Von Dagmar Röhrlich | 15.08.2016
    Die Antarktis im Oktober 2012, von einer Douglas DC-8 der NASA aus fotografiert. Das fliegende Labor soll die Luftverschmutzung in der Atmosphäre messen.
    Die Antarktis im Oktober 2012, von einer Douglas DC-8 der NASA aus fotografiert. Das fliegende Labor soll nun die Luftverschmutzung in der Atmosphäre messen. (EPA/MICHAEL STUDINGER/NASA/dpa picture alliance)
    Der Mensch produziert eine Menge Luftschadstoffe. Die trägt der Wind zwar davon, doch aus der Welt sind sie deshalb keineswegs. Sie werden vielmehr verteilt, verdünnt, irgendwann mit dem Regen ausgewaschen und landen dann auf dem Boden oder im Meer. Doch wie genau laufen diese Prozesse ab? Wie verändern sich die Schadstoffe auf ihrer Reise, und welche Effekte lösen sie bis zu ihrem Verschwinden aus? Diesen Fragen gehen gerade Forscher an Bord der mit Sensoren und Computern beladenen DC-8 der NASA nach. Steven Wofsy von der Harvard University erzählt:
    "Wir sind in Kalifornien gestartet, flogen zum Nordpol und steuerten dann den Zentralpazifik und Neuseeland an. Von da aus geht es über den Süd-Ozean nach Chile und weiter zur Mitte des Atlantiks, von dort aus nach Grönland und schließlich zurück in die USA. Dabei fliegen wir die ganze Zeit auf und ab: Wir beproben die Atmosphäre von der Meeresoberfläche bis hinauf in zwölf Kilometern Höhe. Dafür braucht man schon einen starken Magen."
    Beim Projekt ATmo werden mehr als 200 Gase aus Luftproben der Atmosphäre analysiert
    Die Flugroute der DC-8 führt vor allem übers Meer, denn das Projekt ATmo soll erstmals die Atmosphäre über den Ozeanen systematisch untersuchen. Über die chemischen Reaktionen, die dort ablaufen, wissen die Forscher mangels Daten viel zu wenig. Gemessen wird jedoch auch über Land, so Wofsy:
    "Wir untersuchen Stickoxide, die durch photochemische Reaktionen wieder andere Schadstoffe erzeugen. Wir messen diverse Kohlenwasserstoffe von denen einige natürlichen Ursprungs sind und andere anthropogen. Methan interessiert uns besonders, aber auch andere Substanzen wie Ozon und Ruß. Auch der kann natürlichen Ursprungs sein oder eben menschengemacht."
    An Bord werden in jeder Luftprobe Aerosole und mehr als 200 Gase analysiert, und es wird verzeichnet, wo diese Probe genau genommen worden ist. Die Analysen sollen zeigen, woher die Schadstoffe stammen, wo und wie schnell sie chemisch reagieren und wo sie schließlich wieder aus der Luft verschwinden. Besonders wichtig sind dabei die Auswirkungen von anthropogenen Schadstoffen in entlegenen Meeresgebieten, sagt Wofsy:
    "Das Seltsame an der Atmosphärenchemie ist nämlich, dass etwas mehr Schadstoff in einer ohnehin belasteten Umgebung kaum etwas bewirkt. In einer sauberen Umwelt können jedoch geringste Mengen einen sehr großen Einfluss auf die Atmosphärenchemie haben. Die Wirkung beispielsweise von Stickoxiden ist dort dann um ein Vielfaches höher als in Ballungsräumen."

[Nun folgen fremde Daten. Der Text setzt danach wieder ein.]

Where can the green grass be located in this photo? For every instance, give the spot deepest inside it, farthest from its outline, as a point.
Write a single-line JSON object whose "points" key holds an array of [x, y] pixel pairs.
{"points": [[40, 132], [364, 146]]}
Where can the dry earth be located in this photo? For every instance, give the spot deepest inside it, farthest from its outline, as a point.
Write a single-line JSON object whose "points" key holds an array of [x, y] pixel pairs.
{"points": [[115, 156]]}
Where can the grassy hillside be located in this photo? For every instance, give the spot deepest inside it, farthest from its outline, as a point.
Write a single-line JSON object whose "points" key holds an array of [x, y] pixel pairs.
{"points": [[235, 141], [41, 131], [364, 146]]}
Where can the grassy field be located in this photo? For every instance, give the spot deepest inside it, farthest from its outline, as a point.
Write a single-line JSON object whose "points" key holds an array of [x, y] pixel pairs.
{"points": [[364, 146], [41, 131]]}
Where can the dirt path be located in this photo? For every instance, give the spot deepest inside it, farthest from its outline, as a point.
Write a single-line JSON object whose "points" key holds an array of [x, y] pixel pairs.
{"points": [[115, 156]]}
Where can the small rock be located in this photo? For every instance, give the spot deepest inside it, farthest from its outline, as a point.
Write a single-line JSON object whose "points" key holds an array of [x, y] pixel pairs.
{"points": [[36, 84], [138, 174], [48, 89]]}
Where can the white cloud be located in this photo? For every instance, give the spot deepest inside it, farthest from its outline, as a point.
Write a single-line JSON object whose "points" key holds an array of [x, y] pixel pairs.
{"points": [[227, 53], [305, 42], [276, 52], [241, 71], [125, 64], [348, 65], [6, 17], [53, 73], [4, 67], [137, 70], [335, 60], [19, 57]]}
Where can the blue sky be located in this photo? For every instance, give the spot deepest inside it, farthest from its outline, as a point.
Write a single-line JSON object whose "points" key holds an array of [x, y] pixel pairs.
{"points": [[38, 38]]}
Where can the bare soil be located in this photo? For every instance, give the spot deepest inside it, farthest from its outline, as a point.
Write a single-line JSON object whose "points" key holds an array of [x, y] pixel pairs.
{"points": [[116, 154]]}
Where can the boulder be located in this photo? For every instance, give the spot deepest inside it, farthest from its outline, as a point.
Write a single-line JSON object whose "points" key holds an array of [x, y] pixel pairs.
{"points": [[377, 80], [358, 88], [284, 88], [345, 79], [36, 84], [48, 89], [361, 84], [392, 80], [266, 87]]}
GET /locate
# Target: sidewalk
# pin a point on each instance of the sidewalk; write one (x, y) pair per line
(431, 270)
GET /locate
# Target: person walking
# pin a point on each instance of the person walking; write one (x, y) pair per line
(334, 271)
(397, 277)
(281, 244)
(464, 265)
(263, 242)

    "Das arktische Meereis kollabiert vor unseren Augen"
    Ob es überhaupt noch wirklich reine Atmosphärengebiete auf der Erde gibt und wenn ja, wo, das können die Forscher derzeit nicht sagen. Wohl aber wie erschreckend die Veränderungen sind, die sie bei ihrem Achterbahnflug um die Welt von Bord der Maschine aus sehen:
    "Wir sind über das Arktische Packeis geflogen - oder besser über das, was einmal das arktische Packeis war. Vor 20 Jahren gab es dort noch eine wilde Landschaft mit verkeilten und aufgepressten Eisschollen. Jetzt ist das Eis glatt wie ein Tisch und dunkel gefärbt von den Schmelzwasserseen darauf. Wir brauchen uns nicht mehr mit Vorhersagen aufzuhalten: Das arktische Meereis kollabiert jetzt gerade vor unseren Augen."
    Dann fügt Steven Wofsy noch an, dass auch die Satellitendaten nahelegen, dass der Eisverlust in diesem Jahr größer sein werde als jemals zuvor.